UK AI rules in finance create compliance patchwork
Fri, 10th Jul 2026 (Today)
Lexxion Publisher has published a study on AI regulation in UK financial services by Charles Kerrigan and Lisa McClory. It finds that UK firms face a growing patchwork of supervisory expectations.
Published in AIRe: Journal of AI Law and Regulation, the study examines how financial institutions are operating under a sector-led regulatory model without a dedicated AI statute. It argues that, in practice, firms are moving from broad principles to detailed governance and reporting arrangements shaped by regulators, data rules and cross-border obligations.
The authors say the UK approach remains deliberately non-codified, with no single technology-specific rulebook for AI in financial services. Instead, firms must navigate overlapping expectations from bodies including the Financial Conduct Authority and the Prudential Regulation Authority, alongside broader data protection requirements.
This structure has produced what the authors call an "interpretive kraken", in which similar AI use cases may be treated differently across the market. They argue that the lack of consistency is creating operational strain as compliance, legal, risk and technology teams try to map fragmented obligations onto individual systems and business lines.
The paper focuses on a period of change for the sector. It highlights the FCA's Mills Review, with recommendations due later this year, as well as new FCA and PRA operational reporting mandates and the impact of the Data (Use and Access) Act 2025 on automated decision-making.
These developments matter because many financial institutions are already using AI in live operations. The study says 75 per cent of UK financial firms are deploying the technology, increasing the urgency of clearer internal controls and consistent governance frameworks.
Operational burden
Rather than introducing a single legislative framework, the UK has relied on sector regulators to apply existing principles to AI-related activity. In financial services, firms are often expected to interpret supervisory signals and translate them into practical standards for model oversight, accountability, reporting and customer outcomes.

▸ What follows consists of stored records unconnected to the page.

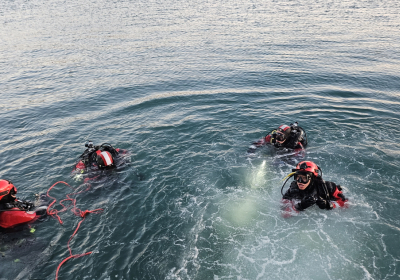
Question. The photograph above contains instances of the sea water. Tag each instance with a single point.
(186, 87)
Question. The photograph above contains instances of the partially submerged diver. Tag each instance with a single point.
(285, 136)
(308, 189)
(99, 158)
(13, 211)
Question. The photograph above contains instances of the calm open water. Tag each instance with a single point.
(186, 87)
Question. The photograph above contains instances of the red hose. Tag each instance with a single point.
(76, 211)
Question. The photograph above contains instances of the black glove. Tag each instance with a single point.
(305, 203)
(324, 204)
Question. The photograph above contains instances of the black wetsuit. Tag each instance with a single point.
(318, 192)
(89, 156)
(296, 140)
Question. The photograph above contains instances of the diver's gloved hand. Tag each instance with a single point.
(305, 203)
(324, 204)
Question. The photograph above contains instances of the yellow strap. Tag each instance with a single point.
(289, 175)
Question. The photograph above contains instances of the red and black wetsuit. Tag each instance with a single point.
(318, 191)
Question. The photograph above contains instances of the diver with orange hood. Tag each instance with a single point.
(308, 189)
(13, 211)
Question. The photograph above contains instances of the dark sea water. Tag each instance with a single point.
(186, 86)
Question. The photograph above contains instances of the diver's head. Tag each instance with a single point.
(282, 134)
(104, 159)
(89, 144)
(305, 173)
(7, 191)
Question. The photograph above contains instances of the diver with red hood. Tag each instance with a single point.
(99, 158)
(308, 189)
(13, 211)
(285, 136)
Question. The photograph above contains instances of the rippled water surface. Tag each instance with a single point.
(186, 87)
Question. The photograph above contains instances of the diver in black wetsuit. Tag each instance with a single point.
(289, 137)
(103, 156)
(308, 188)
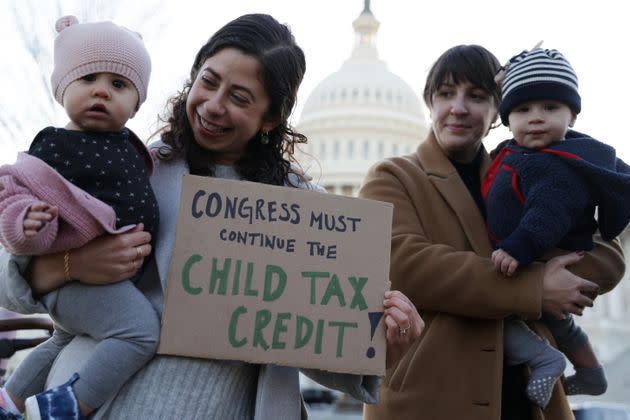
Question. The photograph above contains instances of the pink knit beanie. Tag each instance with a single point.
(86, 48)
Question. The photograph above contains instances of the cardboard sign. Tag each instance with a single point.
(278, 275)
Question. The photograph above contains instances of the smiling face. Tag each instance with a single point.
(537, 124)
(227, 104)
(100, 102)
(461, 117)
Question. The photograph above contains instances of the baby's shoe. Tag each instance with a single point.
(58, 403)
(7, 415)
(8, 410)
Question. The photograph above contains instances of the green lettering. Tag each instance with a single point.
(313, 275)
(342, 326)
(232, 328)
(279, 328)
(195, 258)
(334, 289)
(249, 291)
(319, 336)
(237, 278)
(262, 320)
(220, 275)
(306, 325)
(358, 299)
(268, 294)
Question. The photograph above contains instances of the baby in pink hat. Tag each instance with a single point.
(74, 184)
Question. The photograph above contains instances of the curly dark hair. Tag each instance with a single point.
(282, 67)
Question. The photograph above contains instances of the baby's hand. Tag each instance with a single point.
(504, 262)
(37, 216)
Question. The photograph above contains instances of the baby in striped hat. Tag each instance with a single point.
(541, 193)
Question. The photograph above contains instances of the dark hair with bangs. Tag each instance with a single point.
(282, 66)
(464, 63)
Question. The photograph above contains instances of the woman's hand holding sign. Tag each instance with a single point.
(403, 325)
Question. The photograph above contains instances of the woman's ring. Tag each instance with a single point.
(403, 331)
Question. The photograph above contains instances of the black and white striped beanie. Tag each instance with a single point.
(535, 75)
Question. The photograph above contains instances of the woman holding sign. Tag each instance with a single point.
(441, 260)
(229, 121)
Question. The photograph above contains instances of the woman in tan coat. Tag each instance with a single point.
(440, 260)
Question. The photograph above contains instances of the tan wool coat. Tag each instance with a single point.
(440, 260)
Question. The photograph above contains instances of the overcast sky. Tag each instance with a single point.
(411, 36)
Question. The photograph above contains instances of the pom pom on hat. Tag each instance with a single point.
(86, 48)
(538, 74)
(64, 22)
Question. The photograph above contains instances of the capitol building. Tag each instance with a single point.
(359, 115)
(363, 112)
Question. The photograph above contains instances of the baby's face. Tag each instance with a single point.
(100, 102)
(537, 124)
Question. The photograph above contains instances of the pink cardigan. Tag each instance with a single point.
(81, 216)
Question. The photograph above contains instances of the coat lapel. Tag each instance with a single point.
(447, 182)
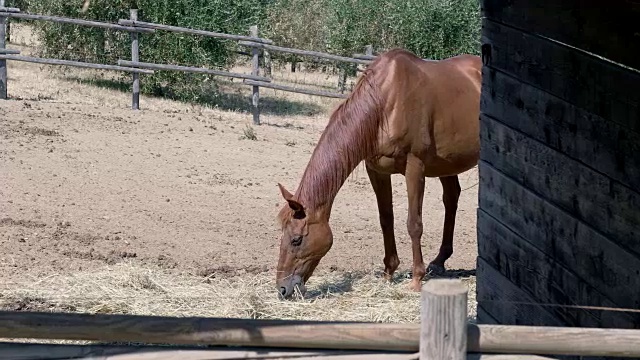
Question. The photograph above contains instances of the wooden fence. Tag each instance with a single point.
(443, 333)
(136, 27)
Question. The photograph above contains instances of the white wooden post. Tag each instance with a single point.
(3, 63)
(135, 57)
(255, 64)
(443, 332)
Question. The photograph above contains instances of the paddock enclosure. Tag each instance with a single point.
(124, 215)
(559, 197)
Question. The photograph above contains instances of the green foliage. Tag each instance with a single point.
(430, 28)
(71, 42)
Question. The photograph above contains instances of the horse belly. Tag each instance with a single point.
(388, 165)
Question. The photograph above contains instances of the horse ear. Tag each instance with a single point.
(285, 193)
(297, 207)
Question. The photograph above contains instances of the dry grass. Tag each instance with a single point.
(127, 289)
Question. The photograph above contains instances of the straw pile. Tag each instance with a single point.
(127, 289)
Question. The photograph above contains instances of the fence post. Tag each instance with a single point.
(443, 332)
(135, 57)
(267, 62)
(3, 63)
(255, 70)
(342, 77)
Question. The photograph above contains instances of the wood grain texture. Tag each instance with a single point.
(142, 25)
(606, 205)
(255, 71)
(9, 51)
(598, 86)
(27, 351)
(135, 57)
(210, 331)
(609, 29)
(496, 296)
(547, 280)
(73, 63)
(295, 90)
(603, 145)
(549, 340)
(303, 52)
(594, 258)
(64, 20)
(166, 67)
(443, 314)
(3, 62)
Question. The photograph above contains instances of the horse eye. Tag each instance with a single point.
(296, 241)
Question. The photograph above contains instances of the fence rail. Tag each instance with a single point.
(148, 25)
(136, 27)
(443, 333)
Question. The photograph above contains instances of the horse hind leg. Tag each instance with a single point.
(450, 195)
(381, 184)
(414, 177)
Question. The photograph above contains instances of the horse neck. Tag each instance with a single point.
(350, 137)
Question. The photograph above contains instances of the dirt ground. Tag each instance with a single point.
(87, 182)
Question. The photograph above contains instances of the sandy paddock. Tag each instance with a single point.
(171, 209)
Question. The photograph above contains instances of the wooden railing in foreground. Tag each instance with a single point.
(444, 333)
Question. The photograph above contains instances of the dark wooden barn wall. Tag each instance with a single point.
(559, 196)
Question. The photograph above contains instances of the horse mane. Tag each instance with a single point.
(350, 136)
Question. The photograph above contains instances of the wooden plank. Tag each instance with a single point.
(548, 280)
(606, 205)
(148, 25)
(443, 334)
(255, 71)
(598, 86)
(296, 90)
(570, 242)
(609, 29)
(166, 67)
(498, 297)
(6, 9)
(292, 334)
(3, 63)
(33, 351)
(602, 145)
(135, 57)
(73, 63)
(303, 52)
(483, 317)
(211, 331)
(550, 340)
(9, 51)
(30, 351)
(64, 20)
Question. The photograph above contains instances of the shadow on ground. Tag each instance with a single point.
(211, 96)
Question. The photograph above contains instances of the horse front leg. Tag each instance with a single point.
(414, 176)
(381, 184)
(450, 195)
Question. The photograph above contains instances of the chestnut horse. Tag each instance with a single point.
(405, 115)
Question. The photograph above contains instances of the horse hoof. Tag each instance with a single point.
(415, 285)
(435, 269)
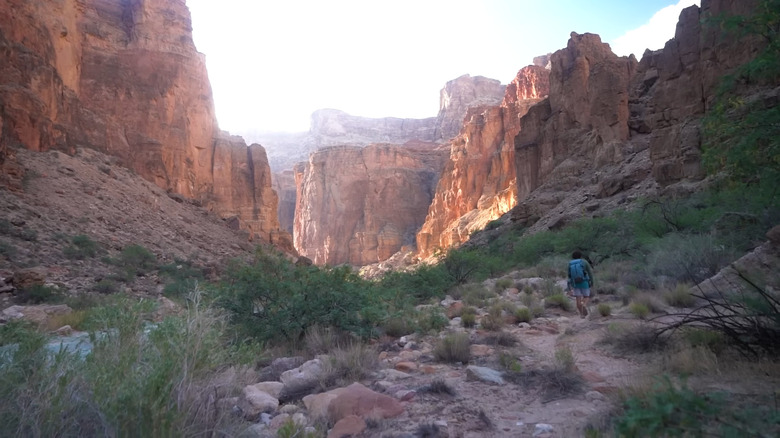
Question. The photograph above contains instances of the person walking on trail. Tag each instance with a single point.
(580, 281)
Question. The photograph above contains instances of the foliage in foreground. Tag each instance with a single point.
(138, 380)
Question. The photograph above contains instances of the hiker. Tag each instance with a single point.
(580, 281)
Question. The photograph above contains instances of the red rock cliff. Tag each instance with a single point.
(361, 205)
(125, 77)
(478, 184)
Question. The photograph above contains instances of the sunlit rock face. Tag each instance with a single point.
(125, 77)
(479, 184)
(331, 127)
(675, 86)
(460, 94)
(587, 110)
(360, 205)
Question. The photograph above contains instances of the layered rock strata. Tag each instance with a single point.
(330, 127)
(361, 205)
(125, 78)
(479, 184)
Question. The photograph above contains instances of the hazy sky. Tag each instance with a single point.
(273, 62)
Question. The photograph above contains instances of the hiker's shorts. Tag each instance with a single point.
(582, 292)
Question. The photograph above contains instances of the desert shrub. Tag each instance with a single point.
(422, 284)
(463, 265)
(558, 300)
(349, 363)
(398, 326)
(494, 320)
(106, 286)
(676, 410)
(437, 386)
(639, 309)
(183, 276)
(454, 347)
(680, 296)
(523, 314)
(504, 283)
(564, 359)
(631, 339)
(273, 300)
(501, 338)
(80, 248)
(693, 257)
(476, 295)
(37, 294)
(431, 319)
(509, 362)
(748, 318)
(138, 380)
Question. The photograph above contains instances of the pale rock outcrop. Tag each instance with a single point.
(478, 184)
(361, 205)
(125, 78)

The authors argue that the burden of making that framework work falls heavily on firms. Governance architecture, internal documentation and reporting systems are where broad regulatory principles are turned into day-to-day controls.
The picture is more complex for institutions with business in the European Union. The study says extraterritorial pressure from the EU AI Act is affecting EU-facing entities, adding another layer of requirements for firms that already have to satisfy UK supervisors and domestic data rules.

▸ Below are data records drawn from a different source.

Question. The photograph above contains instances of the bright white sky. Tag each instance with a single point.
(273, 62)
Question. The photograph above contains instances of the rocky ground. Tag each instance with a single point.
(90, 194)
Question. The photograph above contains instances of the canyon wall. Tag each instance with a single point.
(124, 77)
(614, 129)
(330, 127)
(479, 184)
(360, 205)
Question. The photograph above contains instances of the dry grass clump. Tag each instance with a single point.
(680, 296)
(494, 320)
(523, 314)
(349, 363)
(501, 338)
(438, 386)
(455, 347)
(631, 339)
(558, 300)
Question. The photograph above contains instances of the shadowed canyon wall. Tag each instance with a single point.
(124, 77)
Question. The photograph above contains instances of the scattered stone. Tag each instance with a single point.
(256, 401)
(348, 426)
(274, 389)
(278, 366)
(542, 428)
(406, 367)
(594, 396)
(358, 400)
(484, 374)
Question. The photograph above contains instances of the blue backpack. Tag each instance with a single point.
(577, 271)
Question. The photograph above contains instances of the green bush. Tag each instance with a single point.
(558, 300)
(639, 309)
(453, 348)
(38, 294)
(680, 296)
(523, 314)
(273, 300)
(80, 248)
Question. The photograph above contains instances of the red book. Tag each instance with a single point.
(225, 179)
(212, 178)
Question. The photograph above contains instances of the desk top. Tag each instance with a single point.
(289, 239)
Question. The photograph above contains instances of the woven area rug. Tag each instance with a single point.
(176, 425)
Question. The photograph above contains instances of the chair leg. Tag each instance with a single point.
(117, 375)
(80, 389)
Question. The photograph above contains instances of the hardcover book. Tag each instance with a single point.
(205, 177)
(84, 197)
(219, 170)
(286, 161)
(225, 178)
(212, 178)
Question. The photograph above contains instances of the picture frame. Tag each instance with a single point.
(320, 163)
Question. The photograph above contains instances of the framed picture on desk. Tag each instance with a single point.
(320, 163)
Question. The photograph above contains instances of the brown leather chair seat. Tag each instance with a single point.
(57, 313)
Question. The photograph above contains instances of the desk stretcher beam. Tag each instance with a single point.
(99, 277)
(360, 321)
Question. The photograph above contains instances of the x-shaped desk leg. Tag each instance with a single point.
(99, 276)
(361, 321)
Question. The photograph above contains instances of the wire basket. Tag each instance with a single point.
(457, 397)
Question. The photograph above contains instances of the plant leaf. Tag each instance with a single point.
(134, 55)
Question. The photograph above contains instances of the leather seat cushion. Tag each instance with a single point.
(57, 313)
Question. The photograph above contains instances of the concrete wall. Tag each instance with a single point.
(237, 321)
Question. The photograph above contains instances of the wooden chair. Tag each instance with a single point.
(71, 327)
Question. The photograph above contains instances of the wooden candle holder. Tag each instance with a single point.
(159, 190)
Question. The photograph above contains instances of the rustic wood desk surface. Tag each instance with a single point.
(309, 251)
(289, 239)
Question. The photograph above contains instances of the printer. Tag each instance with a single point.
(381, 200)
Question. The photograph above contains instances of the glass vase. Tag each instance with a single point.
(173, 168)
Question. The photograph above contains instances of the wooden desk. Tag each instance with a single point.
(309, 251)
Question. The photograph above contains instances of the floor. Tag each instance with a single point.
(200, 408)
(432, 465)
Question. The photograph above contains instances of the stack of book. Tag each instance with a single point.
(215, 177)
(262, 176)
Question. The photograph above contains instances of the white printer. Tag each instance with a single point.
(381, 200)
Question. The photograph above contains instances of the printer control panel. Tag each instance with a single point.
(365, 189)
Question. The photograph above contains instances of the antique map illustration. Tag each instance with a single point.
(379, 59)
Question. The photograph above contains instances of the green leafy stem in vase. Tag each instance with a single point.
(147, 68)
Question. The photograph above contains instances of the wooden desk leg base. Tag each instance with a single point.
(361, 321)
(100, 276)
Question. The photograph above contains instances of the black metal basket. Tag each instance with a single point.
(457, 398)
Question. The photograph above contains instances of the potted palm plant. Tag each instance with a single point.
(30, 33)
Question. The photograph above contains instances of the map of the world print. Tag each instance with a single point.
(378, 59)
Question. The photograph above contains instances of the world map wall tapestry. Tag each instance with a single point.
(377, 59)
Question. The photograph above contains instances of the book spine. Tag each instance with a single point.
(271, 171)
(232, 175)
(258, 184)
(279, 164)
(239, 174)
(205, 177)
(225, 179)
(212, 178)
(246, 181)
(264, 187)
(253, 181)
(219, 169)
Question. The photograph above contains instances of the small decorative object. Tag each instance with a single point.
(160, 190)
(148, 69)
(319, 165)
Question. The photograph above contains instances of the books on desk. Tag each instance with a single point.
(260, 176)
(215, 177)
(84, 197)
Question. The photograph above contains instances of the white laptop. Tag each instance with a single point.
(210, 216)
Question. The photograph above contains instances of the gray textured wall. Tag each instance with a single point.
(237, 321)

That creates the prospect of parallel compliance tracks, particularly for cross-border groups. A firm may need to align one set of internal processes with UK supervisory expectations while also assessing whether products, services or internal tools fall within the scope of the EU regime.
Data rules
The report also points to the post-Brexit Data (Use and Access) Act 2025 as a significant part of the picture. It says the law updates rules on automated decision-making while preserving EU data adequacy, an outcome that remains important for firms moving data between the UK and the bloc.

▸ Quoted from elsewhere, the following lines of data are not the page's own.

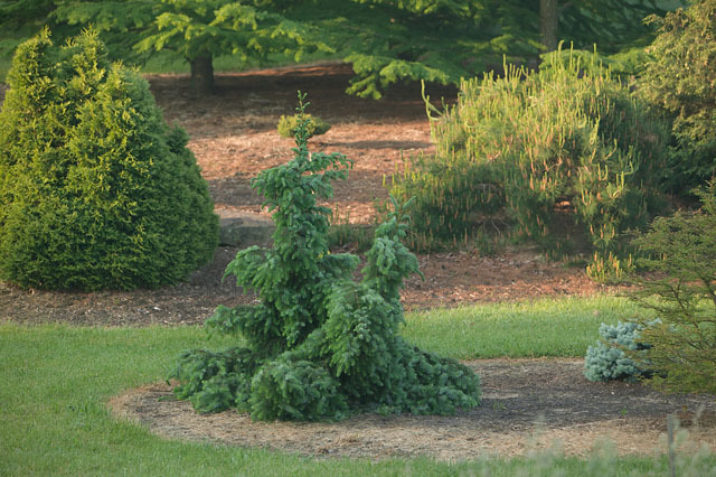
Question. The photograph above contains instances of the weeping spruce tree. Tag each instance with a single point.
(319, 346)
(95, 190)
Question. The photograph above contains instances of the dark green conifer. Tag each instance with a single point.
(95, 190)
(319, 345)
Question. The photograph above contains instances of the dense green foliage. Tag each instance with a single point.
(682, 250)
(567, 142)
(386, 41)
(681, 79)
(288, 125)
(319, 345)
(95, 190)
(606, 360)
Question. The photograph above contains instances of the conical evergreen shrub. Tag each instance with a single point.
(319, 345)
(96, 191)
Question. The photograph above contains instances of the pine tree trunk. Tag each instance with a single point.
(202, 74)
(548, 20)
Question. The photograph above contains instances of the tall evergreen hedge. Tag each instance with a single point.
(96, 191)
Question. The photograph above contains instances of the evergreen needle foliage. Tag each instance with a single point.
(536, 147)
(680, 79)
(680, 251)
(320, 346)
(607, 360)
(95, 190)
(288, 125)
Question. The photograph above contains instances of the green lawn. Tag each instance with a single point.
(55, 381)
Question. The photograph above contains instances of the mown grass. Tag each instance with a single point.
(55, 381)
(547, 327)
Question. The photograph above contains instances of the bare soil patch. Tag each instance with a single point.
(527, 403)
(233, 135)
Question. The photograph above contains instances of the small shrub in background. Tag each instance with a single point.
(680, 79)
(679, 252)
(607, 360)
(531, 146)
(95, 190)
(288, 125)
(320, 346)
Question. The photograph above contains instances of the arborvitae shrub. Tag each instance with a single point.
(607, 360)
(288, 125)
(95, 190)
(680, 254)
(320, 346)
(515, 147)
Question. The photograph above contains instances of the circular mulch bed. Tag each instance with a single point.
(527, 405)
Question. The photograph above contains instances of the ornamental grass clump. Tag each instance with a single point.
(536, 148)
(96, 191)
(319, 345)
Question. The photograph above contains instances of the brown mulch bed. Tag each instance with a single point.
(527, 403)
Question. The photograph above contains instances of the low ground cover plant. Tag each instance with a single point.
(676, 351)
(320, 346)
(96, 191)
(567, 143)
(607, 360)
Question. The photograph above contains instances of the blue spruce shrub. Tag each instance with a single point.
(96, 191)
(319, 345)
(607, 360)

For financial services groups, data governance has become closely tied to AI governance. Questions about automated decisions, explainability, oversight and record-keeping increasingly overlap, particularly in customer-facing processes.
The study comes as policymakers and regulators in several jurisdictions continue to weigh whether existing law is sufficient for AI or whether technology-specific legislation is needed. So far, the UK has favoured adapting existing regulatory structures, a course supporters say offers flexibility but critics say leaves firms dealing with uncertainty.
Lexxion is making digital access available to the country reports section of the journal issue that includes the UK analysis, alongside reports on Japan, Korea, Australia, Ukraine and the European Union. The wider editorial focus reflects the increasingly international nature of AI regulation as companies compare national regimes and assess where rules diverge.
Kerrigan and McClory are identified as financial technology legal specialists at CMS London. Their analysis presents the UK market as one in which the practical rules of AI governance are shaped less by a single statute than by supervisory expectations, operational reporting demands and the compliance choices firms make in response to overlapping domestic and international obligations.
The result, they argue, is an uncodified and fragmented regulatory environment that pushes the real work of AI compliance onto firm-level governance architecture.